Danny heard his name and looked up to Lester. His eyes were red and puffy from crying. His head quivered a little. “She won't wake up, Sheriff.”

“Son of a bitch!” Sokowski barked from behind Lester, spit flying from his lips. He shoved past Lester and threw himself right on top of Danny. Swinging wild fists that connected with the side
of Danny's face a few times, and Danny offered no resistance. He kept his hands at his sides and took the beating.

Lester reacted, but too slow. Before Lester could get to him, Sokowski hovered over Danny and delivered a violent steel-toed-boot tip into his gaping mouth. A loud popping sound echoed off the trailer walls as Danny's jaw cracked and shattered. Blood exploded over his gums, and Danny's deadweight fell on top of Mindy's body, snapping two of her ribs from the impact.

“Hell, Mike!” Lester grabbed Sokowski by the arm and tried to throw him backward, but the deputy outweighed him by at least fifty pounds. Even so, it was enough to knock Sokowski off balance. Lester staggered back, slipped on a patch of congealed blood, and fell into the kitchen table.
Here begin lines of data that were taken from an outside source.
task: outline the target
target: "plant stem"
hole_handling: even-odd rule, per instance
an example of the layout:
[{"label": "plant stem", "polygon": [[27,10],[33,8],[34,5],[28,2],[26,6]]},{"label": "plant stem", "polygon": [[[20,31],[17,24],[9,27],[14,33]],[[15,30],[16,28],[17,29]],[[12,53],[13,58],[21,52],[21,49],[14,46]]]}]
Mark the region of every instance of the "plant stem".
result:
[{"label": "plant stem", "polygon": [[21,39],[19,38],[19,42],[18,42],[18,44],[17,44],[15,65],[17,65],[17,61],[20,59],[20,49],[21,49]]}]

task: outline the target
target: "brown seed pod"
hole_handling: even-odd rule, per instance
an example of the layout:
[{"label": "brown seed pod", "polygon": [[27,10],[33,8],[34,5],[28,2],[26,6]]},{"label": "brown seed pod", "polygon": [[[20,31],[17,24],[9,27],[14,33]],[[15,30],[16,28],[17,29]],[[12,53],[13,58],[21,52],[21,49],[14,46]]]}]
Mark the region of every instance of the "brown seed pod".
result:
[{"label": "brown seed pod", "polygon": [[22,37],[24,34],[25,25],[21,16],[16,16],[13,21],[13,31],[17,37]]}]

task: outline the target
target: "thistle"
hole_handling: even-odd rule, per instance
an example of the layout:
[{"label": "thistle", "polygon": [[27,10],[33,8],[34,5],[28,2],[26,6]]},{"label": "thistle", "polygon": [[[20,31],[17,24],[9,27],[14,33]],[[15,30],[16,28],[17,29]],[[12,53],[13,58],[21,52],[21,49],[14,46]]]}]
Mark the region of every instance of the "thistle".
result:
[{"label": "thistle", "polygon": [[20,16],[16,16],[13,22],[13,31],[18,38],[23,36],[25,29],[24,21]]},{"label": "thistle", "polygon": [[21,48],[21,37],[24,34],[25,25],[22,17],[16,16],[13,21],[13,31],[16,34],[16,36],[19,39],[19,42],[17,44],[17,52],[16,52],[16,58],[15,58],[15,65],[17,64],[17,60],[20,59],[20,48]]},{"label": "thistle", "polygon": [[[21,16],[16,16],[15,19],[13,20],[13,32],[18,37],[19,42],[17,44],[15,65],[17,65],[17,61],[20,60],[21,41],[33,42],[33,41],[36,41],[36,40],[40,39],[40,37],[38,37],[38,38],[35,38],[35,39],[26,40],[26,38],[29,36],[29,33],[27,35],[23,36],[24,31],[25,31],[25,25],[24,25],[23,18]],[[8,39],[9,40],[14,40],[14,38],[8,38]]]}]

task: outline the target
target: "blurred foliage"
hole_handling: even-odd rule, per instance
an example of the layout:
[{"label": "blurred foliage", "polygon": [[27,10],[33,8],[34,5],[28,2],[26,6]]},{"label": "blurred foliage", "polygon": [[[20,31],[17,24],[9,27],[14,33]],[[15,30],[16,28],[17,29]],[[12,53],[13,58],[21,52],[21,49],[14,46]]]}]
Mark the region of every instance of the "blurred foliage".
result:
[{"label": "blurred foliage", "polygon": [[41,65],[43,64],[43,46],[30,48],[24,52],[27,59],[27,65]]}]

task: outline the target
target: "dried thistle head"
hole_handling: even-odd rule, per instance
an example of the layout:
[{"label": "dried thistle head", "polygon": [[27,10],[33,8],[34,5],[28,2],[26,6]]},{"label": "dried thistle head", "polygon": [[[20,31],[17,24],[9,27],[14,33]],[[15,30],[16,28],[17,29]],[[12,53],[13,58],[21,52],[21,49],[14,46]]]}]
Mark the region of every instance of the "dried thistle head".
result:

“Back off this now, Mike!” Lester's heart hammered in his chest—hammered too damn fast. His face turned a bright shade of crimson, and his eyes bulged in their sockets near to the point of popping right out of his skull. He plopped down on a kitchen chair to catch his breath and watched as Danny rolled off of Mindy.

Danny whimpered like a puppy pulled off its mama's teats. He grabbed at his jaw and moaned again. He didn't even try to get up. He just lay there on the carpet and stared up at the trailer ceiling. His eyes flickered a few times before they rolled into the back of his head and he shut down. His arms went limp and folded at his sides, and blackness enveloped him and swallowed him whole.